REVIEW: Claire’s Dowie’s Death & Dancing
Posted on June 22, 2014
In the play Death and Dancing by Buds Theatre Company, Max and Max are like two sides of the same coin. A coin that has been weathered by time, and one that has been molded and bent by every experience and encounter.
Actress Rebecca Lee and Actor Zuhairi Idris are magnificent in their energy; they’re a pulsating and passionate duo waiting to explode with honest zest.
The play looks at what it means to be gay and proud, what it means to have to defend your identity to its death, what it means to protect it against whatever currents that could be. Max Z meets Max R and begin as buds from very different backgrounds; the former from a conventional family whilst the latter begs from the orphanage. Max Z, a gay man, grows up subscribing more to the rules of a good education leading to a good job, and a good future, and all for not coming out of the closet. On the other hand, Max R, a lesbian woman, has had to learn the rules of life the hard way, and as a result, is a lot less bothered by life not acceding to expectations.

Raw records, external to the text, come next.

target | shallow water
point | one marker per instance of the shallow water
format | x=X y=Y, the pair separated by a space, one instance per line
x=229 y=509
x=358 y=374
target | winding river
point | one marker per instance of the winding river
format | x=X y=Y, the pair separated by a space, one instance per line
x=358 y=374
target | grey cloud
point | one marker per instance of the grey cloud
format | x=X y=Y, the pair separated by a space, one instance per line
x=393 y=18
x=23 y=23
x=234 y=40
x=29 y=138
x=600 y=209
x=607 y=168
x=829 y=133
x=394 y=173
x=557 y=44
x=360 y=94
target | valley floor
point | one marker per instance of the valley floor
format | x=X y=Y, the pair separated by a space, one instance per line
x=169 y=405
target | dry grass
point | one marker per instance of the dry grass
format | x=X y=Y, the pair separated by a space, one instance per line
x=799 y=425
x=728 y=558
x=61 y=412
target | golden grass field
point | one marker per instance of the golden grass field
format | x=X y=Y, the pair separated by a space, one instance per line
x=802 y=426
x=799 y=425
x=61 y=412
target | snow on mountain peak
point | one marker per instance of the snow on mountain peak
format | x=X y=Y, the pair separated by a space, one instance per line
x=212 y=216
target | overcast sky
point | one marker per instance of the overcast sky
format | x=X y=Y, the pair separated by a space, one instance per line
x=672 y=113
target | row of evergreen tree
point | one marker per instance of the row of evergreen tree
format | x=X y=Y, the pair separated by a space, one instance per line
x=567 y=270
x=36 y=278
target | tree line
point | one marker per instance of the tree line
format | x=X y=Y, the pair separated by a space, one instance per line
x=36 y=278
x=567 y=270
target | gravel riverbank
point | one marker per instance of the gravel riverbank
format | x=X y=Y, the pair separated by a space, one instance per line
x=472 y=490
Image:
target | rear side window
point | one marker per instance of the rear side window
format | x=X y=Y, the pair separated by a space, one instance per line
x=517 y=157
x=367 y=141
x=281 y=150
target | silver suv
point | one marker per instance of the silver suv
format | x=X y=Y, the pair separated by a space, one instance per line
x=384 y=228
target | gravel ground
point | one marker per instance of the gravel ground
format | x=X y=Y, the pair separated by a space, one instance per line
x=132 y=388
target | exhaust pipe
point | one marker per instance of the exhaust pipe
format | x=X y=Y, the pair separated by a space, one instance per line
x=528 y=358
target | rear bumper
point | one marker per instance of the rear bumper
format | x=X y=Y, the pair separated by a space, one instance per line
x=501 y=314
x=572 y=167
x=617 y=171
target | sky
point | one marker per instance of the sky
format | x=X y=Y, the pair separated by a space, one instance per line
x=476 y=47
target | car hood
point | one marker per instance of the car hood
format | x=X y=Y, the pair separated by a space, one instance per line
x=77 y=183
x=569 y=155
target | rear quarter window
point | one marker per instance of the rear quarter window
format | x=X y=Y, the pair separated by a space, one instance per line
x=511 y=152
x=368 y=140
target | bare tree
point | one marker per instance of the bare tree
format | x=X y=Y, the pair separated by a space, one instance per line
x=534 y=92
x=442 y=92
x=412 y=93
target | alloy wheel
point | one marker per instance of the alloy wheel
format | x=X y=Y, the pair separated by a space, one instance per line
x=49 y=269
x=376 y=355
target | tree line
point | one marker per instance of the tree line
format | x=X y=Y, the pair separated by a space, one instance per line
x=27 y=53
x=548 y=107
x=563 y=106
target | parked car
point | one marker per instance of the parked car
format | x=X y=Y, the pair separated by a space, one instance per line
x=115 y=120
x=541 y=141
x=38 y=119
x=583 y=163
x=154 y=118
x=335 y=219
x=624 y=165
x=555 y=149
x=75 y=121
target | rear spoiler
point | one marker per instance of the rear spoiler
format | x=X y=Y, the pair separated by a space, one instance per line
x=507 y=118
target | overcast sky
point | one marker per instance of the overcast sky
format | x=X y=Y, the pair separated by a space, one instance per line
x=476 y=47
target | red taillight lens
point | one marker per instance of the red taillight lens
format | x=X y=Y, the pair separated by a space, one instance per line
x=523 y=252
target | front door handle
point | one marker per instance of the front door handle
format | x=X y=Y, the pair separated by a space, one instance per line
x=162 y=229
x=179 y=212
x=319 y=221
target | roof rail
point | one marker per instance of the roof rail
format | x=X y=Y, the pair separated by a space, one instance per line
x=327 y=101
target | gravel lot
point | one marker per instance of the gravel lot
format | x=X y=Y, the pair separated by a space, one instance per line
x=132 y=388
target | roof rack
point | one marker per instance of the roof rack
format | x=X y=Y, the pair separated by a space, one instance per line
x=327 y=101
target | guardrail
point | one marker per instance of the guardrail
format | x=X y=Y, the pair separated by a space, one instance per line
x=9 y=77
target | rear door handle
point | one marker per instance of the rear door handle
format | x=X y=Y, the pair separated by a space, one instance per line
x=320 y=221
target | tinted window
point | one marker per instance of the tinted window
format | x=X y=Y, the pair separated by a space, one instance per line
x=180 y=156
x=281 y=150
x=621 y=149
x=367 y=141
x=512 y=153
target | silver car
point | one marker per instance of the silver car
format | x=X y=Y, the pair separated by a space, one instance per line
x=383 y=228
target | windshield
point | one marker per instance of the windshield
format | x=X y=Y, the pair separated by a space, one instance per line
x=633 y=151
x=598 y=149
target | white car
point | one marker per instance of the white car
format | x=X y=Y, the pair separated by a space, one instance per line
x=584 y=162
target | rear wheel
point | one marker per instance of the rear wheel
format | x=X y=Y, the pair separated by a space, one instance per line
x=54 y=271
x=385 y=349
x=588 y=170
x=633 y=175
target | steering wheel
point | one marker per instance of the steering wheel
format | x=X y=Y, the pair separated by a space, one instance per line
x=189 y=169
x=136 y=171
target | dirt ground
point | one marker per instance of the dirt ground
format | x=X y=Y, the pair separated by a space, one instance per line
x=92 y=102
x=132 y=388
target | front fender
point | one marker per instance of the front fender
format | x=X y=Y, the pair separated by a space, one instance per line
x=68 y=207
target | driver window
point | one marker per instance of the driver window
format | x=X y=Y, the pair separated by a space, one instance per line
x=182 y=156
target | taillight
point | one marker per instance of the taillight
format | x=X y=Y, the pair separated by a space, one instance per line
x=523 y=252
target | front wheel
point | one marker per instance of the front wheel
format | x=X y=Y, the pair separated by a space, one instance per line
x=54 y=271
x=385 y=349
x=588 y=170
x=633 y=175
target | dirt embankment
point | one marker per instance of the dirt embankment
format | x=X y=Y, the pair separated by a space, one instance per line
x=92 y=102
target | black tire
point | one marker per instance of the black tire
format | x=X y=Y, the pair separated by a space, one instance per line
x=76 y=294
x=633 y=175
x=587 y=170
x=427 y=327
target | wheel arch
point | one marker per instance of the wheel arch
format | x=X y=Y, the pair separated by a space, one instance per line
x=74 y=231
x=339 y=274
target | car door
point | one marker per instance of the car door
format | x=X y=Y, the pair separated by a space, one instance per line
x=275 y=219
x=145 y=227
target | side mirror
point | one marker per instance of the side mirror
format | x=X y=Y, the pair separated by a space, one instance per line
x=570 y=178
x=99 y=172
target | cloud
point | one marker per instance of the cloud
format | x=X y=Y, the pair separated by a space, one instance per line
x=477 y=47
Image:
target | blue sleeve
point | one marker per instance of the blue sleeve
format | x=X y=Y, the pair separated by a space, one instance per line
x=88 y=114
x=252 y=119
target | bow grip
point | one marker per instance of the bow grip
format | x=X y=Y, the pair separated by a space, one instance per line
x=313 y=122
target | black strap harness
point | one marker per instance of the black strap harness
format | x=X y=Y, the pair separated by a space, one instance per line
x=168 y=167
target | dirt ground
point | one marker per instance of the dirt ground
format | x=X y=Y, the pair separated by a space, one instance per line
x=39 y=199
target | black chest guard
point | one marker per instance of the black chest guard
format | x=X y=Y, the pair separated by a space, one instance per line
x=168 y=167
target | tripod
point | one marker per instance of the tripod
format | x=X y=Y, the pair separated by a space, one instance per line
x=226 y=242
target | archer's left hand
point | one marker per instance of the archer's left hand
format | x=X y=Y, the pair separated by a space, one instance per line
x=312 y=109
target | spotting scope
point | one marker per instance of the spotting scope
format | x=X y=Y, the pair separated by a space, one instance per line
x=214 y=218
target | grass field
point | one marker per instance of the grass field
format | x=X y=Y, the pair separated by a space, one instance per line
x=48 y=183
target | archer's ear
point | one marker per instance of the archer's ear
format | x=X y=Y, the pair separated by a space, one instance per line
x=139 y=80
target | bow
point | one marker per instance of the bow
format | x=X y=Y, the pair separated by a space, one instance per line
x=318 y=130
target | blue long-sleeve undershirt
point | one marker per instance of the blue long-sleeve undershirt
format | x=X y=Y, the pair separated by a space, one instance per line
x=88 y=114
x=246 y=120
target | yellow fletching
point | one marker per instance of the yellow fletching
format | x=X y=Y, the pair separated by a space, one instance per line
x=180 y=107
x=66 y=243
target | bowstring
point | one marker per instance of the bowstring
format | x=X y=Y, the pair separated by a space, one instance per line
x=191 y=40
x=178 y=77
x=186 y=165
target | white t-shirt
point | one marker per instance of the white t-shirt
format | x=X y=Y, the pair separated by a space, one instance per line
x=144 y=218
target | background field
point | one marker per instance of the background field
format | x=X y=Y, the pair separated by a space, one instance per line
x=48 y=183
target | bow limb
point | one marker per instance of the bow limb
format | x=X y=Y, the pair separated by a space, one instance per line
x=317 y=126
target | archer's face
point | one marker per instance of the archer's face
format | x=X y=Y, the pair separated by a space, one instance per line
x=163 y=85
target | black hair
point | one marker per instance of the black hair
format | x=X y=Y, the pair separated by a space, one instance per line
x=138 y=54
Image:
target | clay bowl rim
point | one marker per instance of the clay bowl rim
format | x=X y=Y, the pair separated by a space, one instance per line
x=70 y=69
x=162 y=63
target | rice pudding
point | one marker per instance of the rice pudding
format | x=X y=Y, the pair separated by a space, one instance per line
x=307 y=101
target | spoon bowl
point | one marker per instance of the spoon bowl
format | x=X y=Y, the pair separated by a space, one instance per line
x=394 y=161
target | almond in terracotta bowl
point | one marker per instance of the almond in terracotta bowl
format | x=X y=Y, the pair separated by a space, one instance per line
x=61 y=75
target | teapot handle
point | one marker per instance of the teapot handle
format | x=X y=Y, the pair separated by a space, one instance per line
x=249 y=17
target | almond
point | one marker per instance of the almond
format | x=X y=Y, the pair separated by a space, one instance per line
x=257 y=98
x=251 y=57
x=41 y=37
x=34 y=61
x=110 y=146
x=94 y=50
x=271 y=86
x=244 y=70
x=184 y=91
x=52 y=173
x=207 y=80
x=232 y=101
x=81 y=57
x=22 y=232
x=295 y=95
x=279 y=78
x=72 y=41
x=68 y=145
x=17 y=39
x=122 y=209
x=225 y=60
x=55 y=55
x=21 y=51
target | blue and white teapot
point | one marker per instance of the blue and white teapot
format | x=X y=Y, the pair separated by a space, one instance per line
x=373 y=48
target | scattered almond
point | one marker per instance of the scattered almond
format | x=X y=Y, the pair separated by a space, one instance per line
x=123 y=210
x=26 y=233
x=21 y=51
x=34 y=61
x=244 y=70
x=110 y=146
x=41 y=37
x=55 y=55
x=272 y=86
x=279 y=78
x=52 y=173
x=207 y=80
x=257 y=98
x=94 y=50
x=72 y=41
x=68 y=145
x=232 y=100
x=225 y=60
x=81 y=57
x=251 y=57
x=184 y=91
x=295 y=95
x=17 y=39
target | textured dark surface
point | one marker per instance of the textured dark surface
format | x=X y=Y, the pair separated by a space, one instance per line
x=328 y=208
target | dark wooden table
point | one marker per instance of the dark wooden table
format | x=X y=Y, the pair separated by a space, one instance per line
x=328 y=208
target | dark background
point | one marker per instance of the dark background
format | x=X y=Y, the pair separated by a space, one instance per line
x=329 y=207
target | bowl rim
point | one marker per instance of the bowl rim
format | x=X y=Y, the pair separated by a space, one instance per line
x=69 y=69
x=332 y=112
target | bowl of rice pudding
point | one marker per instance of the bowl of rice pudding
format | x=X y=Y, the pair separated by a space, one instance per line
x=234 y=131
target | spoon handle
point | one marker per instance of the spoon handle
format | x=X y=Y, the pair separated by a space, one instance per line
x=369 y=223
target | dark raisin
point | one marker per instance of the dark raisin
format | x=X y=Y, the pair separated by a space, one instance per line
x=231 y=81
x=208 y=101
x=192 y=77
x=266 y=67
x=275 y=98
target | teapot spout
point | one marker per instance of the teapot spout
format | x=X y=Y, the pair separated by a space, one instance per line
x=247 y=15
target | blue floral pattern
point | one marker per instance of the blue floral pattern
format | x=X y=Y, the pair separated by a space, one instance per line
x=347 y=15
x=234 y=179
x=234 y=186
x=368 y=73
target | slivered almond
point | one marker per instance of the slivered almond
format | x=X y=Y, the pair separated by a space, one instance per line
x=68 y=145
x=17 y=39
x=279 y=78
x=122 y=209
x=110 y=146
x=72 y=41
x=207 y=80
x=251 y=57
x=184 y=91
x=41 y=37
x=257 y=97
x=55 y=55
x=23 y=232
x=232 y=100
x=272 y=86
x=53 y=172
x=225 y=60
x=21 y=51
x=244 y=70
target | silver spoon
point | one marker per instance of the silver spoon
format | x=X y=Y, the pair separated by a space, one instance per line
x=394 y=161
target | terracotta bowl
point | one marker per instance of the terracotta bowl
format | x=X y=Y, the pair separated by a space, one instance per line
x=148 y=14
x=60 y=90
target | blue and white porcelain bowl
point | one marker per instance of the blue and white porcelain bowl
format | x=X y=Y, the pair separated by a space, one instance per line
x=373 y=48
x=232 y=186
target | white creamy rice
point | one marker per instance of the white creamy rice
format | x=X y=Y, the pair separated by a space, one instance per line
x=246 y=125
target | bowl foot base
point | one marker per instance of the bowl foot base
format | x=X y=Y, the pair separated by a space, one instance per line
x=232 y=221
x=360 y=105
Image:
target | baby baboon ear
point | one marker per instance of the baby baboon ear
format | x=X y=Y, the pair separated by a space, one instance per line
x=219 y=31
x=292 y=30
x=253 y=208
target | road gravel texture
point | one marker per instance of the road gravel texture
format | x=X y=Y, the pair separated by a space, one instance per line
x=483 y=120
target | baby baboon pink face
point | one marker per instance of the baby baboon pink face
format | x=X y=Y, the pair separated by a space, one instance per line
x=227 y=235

The play unfolds nicely in a series of monologues and exchanges, the scenes in parties and at the couple’s home being prevalent to the lot. What comes about most strikingly through the performances are the heartfelt monologues which you see of the two at separate points, lying on the floor and mentioning the dark days which turn into nights that they go through. The parties, bright lights and the costumes are meant to tide over the more difficult and the more introspective of questions that attack us in the dead of the night. But these moments, raw and sincere as they are portrayed by both actors, do not take away from the more outstanding scenes where the actors tackle the very essential definitions of acceptance, expression and being free to love. Being free to dress in the manner that makes them comfortable, being free to exercise their own definitions not in a manner necessarily deemed acceptable by the rest of society.
A coming of age tale of finding individuality and identity without care or conformity.
When Max Z’s father died after a good long life of solid work, it causes Max Z to reflect upon his own existence, and his own purposes in pursuing a conventional life, away from the courage and boisterousness of Max R. The departure causes him to miss Max R and he goes to the Speakers’ Corner in hopes of being able to find her. She remains an impassioned speaker putting all forms of moderates to shame.
The friends reunite in a bid to once again reevaluate the extent of their identities. They come together in peace and laughter before embarking the rest of their lives together again.
Despite its minimal setup, both actors offer strong and convincing portrayal of LGBT characters finding friendship amid struggles. The theme has seen growing interest in recent years represented by the growing number of supporters at the annual Pink Dot Singapore, a non-profit movement concerned about LGBT issues in Singapore, happening later on the 28 June.
The direction by Claire Devine reminds us that less is more: two actors in a traverse staging, making their fashion statement comebacks by branding their identities bravely and glamorously, in a story that prompts its audiences to ask, “Can we free our mind to follow our heart?”.
Buds Theatre Company was established in 2007 as a non-profit group with the aim of providing a platform for their graduated youth theatre members who had achieved professional standing through further education.